Conflict is a natural and normal part of human life. However, when it takes place in the personal lives of people, it sometimes becomes an excruciating and debilitating challenge. Actually, conflict is not only inevitable in personal relationships; if handled correctly, it can actually help strengthen and deepen them. Here are few pointers on how to work through personal conflict without letting it ruin your work, your relationships, and your ability to enjoy life.
1. Commit to learning how to work through personal conflict. This means promising yourself not to ignore it, not to give in just to keep the peace and not to insist on having your way. The most difficult type of conflict will always be the ones that take place between you and the people closest to you but being able to resolve these will always have the most impact in just about every aspect of your life – including the quality of your sleep.
2. Come to an agreement with the people you are closest to that conflict is normal, natural and that it can be dealt with. Many people grow up in so-called ideal homes where parents are never seen in heated discussions; just as many grow up exposed to violent or threatening fights. Both groups come away from these experiences with a skewed view of conflict and they either handle it aggressively or avoid it as much as they can.
3. Be aware of your feelings. You might want to keep a journal where you can write down your feelings and allow yourself to vent. Keep the journal all about things that happened as well as how you feel. Keep the journal in a safe, private place. Review your journal regularly and ask yourself how you can respond constructively and assertively should the same things happen again.
4. Try to identify the triggers that set you off. Ask yourself why you reacted the way you did.
5. Begin to accept that working through personal conflict is not equal to winning an argument or getting your way. Neither is it equal to giving in without a fight just to keep the peace.
6. Learn to listen actively and have empathy. Try to see beyond what people are saying and be sensitive to their non-verbal ways of communicating.

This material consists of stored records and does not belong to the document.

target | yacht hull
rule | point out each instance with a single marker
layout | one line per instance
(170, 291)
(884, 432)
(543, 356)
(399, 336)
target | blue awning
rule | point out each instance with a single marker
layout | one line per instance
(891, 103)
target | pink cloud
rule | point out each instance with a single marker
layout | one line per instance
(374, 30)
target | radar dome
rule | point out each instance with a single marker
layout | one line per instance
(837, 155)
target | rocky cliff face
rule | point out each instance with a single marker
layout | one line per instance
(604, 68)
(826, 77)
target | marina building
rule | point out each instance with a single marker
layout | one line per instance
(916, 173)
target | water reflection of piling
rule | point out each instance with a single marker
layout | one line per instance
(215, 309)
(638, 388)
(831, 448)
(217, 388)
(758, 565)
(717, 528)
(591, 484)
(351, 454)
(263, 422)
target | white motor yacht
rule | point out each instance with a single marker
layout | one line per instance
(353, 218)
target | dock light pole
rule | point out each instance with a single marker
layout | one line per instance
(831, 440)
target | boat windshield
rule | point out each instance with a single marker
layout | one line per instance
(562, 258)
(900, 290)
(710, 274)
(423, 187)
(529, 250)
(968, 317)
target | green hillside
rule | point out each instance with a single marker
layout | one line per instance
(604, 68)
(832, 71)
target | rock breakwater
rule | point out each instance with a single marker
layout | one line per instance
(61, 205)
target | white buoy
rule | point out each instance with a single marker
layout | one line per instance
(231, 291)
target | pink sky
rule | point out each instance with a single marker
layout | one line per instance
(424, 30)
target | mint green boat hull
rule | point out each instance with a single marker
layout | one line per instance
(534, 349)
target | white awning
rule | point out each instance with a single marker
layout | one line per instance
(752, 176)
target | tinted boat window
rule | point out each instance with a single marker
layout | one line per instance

7. Gather your thoughts and emotions; define the conflict as you see it then invite the person to a dialogue. Set the activity to be a non-threatening one and allow the other party to have a say in planning it or even determining what should be discussed.
8. If necessary, call on a third party to manage the dialogue. Ask someone both you and the other party trust – someone who will be objective about the whole process and will not take sides.
9. Set aside at least 2 hours for the process and make sure there are no interruptions. While the dialogue is going on, commit to not resorting to name-calling, physical violence or walking out.
10. Allow the other person to have his say. Do not interrupt or defend yourself while he is talking.
11. Refrain from making absolute statements by using words like never or always. Speak only about the specific times when a behavior occurred.
12. Ask for a break when the discussion becomes too heated or when it reaches an impasse but don’t walk out. A short break will allow emotions to cool down and will enable both parties to think clearly.
Conflict will be present in any relationship because it would very unrealistic to expect any two people to agree on everything. Conflict arises from differing needs and opinions, from perceptions that may or may not be based on reality.
However, people can work through personal conflict and manage it if they are willing to learn how to control their own behavior, pay attention to what others really saying and how they feel and most of all develop respect for the opinions of others.